Detailed Explanation:
The correct answer is D. Sharing information internally and with all suppliers.
Supply chain optimization depends heavily on coordination, transparency, communication, and alignment across the organization and the supplier network. Sharing information internally and with suppliers creates a stronger long-term foundation for planning, forecasting, problem prevention, responsiveness, and continuous improvement.
This strategy has the longest lasting impact because it improves the system as a whole rather than addressing only isolated issues. Better information flow supports:
stronger supplier collaboration,
more accurate planning,
better response to changes,
earlier identification of risks,
and better integration across the supply chain.
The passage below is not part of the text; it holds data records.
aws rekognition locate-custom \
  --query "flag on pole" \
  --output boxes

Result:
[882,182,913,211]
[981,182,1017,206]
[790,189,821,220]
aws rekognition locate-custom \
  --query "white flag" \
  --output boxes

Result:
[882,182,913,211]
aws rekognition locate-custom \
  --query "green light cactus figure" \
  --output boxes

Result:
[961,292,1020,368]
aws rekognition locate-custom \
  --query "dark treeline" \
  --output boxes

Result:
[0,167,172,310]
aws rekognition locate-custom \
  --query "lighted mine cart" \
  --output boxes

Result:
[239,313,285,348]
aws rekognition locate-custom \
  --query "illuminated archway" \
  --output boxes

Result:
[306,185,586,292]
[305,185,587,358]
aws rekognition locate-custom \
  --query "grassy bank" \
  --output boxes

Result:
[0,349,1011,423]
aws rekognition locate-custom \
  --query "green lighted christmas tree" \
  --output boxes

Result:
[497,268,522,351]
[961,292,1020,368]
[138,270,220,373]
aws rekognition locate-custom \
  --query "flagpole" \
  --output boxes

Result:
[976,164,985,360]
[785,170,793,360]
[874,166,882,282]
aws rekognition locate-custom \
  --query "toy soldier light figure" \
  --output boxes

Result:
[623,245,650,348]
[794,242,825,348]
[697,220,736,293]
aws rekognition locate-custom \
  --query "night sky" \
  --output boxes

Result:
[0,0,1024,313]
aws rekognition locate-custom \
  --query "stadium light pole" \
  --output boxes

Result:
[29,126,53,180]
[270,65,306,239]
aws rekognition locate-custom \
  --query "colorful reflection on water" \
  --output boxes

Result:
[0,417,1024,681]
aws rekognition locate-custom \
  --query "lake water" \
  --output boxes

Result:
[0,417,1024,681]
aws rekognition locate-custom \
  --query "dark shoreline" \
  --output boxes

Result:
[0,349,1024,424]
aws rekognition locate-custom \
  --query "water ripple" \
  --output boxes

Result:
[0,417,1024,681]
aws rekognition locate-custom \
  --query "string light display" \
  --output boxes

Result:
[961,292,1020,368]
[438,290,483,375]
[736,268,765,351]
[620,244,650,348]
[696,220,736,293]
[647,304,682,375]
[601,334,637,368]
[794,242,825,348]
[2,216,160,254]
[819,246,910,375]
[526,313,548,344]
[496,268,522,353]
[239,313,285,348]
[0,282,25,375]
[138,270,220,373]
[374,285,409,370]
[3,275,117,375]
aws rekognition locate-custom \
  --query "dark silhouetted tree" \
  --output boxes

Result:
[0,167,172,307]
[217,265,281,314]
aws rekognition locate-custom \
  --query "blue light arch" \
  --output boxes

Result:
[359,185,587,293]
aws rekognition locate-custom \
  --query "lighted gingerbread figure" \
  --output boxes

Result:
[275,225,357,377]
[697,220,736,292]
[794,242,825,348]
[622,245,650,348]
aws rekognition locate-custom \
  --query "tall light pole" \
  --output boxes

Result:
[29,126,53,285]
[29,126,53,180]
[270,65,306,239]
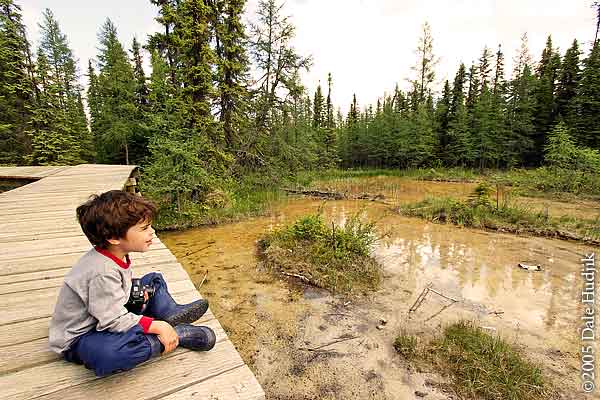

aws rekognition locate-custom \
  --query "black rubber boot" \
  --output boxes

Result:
[142,273,208,326]
[163,299,208,326]
[175,324,217,351]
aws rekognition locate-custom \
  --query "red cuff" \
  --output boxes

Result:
[138,316,154,333]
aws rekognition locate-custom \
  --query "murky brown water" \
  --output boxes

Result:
[160,182,592,399]
[311,175,600,219]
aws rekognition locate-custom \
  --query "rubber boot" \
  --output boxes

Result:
[175,324,217,351]
[143,273,208,326]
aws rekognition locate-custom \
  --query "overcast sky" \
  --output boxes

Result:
[16,0,596,112]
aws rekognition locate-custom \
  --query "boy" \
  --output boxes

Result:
[49,190,215,376]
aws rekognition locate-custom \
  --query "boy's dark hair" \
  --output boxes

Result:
[77,190,156,248]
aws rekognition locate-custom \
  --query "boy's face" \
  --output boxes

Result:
[113,221,154,253]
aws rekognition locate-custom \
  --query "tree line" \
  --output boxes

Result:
[338,24,600,168]
[0,0,600,203]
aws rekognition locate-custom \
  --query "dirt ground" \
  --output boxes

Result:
[160,189,590,400]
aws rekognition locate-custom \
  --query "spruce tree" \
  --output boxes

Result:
[574,40,600,149]
[29,9,87,164]
[533,36,560,163]
[448,63,467,121]
[491,45,513,167]
[94,19,137,164]
[506,33,538,165]
[313,83,325,129]
[411,22,438,104]
[131,37,148,109]
[436,80,452,159]
[325,72,335,129]
[465,63,480,112]
[0,0,35,164]
[556,40,581,125]
[249,0,312,130]
[215,0,249,149]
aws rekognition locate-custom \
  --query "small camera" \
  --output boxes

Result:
[125,278,154,313]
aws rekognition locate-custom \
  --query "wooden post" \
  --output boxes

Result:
[125,178,141,196]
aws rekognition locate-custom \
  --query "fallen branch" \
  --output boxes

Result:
[298,336,359,351]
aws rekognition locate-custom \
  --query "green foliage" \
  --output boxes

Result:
[399,195,600,241]
[544,122,600,174]
[572,41,600,149]
[259,214,381,293]
[394,333,417,359]
[26,9,88,165]
[144,136,231,213]
[88,19,138,164]
[0,0,35,164]
[431,321,550,400]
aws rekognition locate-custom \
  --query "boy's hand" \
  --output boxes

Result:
[148,320,179,355]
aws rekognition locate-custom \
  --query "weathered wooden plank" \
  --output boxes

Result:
[0,166,71,179]
[0,164,264,400]
[0,252,181,285]
[0,245,175,275]
[0,317,50,351]
[0,290,214,348]
[0,227,85,242]
[0,236,166,260]
[0,280,194,325]
[161,365,265,400]
[0,312,218,375]
[0,263,189,295]
[0,319,230,400]
[0,219,81,235]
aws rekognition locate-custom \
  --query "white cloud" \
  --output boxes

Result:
[20,0,595,111]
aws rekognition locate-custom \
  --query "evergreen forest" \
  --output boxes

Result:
[0,0,600,225]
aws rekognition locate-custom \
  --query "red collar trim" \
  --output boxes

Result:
[94,247,131,269]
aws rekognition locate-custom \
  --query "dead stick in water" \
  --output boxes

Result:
[408,286,429,314]
[423,303,454,323]
[429,288,458,303]
[298,336,359,351]
[181,244,212,258]
[198,270,208,290]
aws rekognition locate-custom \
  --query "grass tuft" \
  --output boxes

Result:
[398,196,600,244]
[259,214,381,294]
[394,332,417,359]
[394,321,552,400]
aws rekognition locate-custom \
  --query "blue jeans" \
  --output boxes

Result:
[64,272,172,377]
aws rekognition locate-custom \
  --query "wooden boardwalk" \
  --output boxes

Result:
[0,165,265,400]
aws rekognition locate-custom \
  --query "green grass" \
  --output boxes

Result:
[394,321,552,400]
[495,167,600,199]
[394,332,417,359]
[398,198,600,243]
[148,176,285,230]
[294,168,486,187]
[259,214,381,294]
[294,167,600,200]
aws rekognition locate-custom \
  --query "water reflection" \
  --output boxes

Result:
[161,199,589,349]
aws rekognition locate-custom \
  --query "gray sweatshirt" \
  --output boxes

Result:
[49,249,141,353]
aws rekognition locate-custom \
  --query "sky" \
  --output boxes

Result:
[16,0,596,112]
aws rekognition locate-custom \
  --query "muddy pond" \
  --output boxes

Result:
[159,179,598,400]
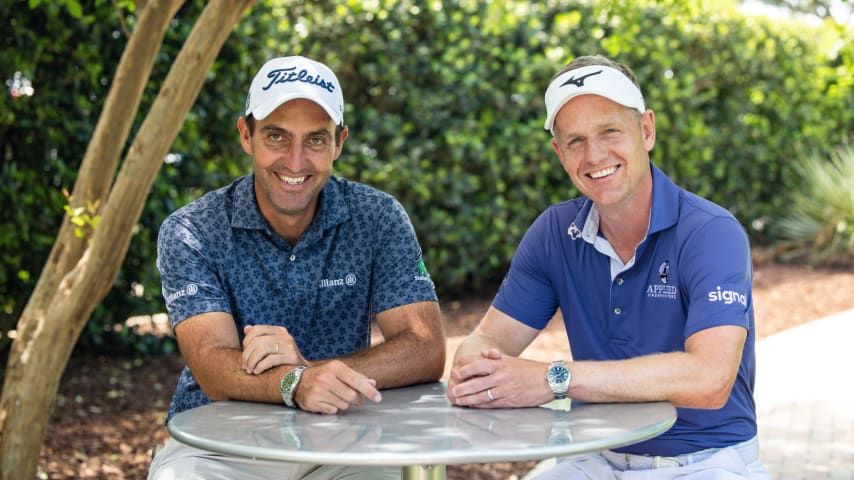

From a Quality Management Excellence perspective, this is the strongest answer because it reflects a systems-thinking approach. Sustainable improvement usually comes from better process integration and collaboration, not from narrow local fixes.
Why the other options are incorrect:
A. Focusing on priority actions
This may help in the short term, but it is broad and less structurally transformative than improving information sharing throughout the supply chain.
B. Training purchasing agents in negotiation techniques
This may improve purchasing outcomes, but negotiation skill alone does not optimize the entire supply chain.
C. Improving audit results for problem suppliers
This can help address specific supplier issues, but it is corrective and limited in scope. It does not create the same system-wide, long-term impact as network-wide information sharing.
Quality Management Excellence reference basis:
This answer reflects Quality Management Excellence principles of:
system-wide optimization,
collaboration across functions and external partners,
using information for prevention and improvement,
and choosing solutions with sustainable organizational impact rather than limited tactical benefit.
In excellence-based management, the most durable gains usually come from better alignment and information flow across the full process chain, which is why shared information is the strongest strategic choice here.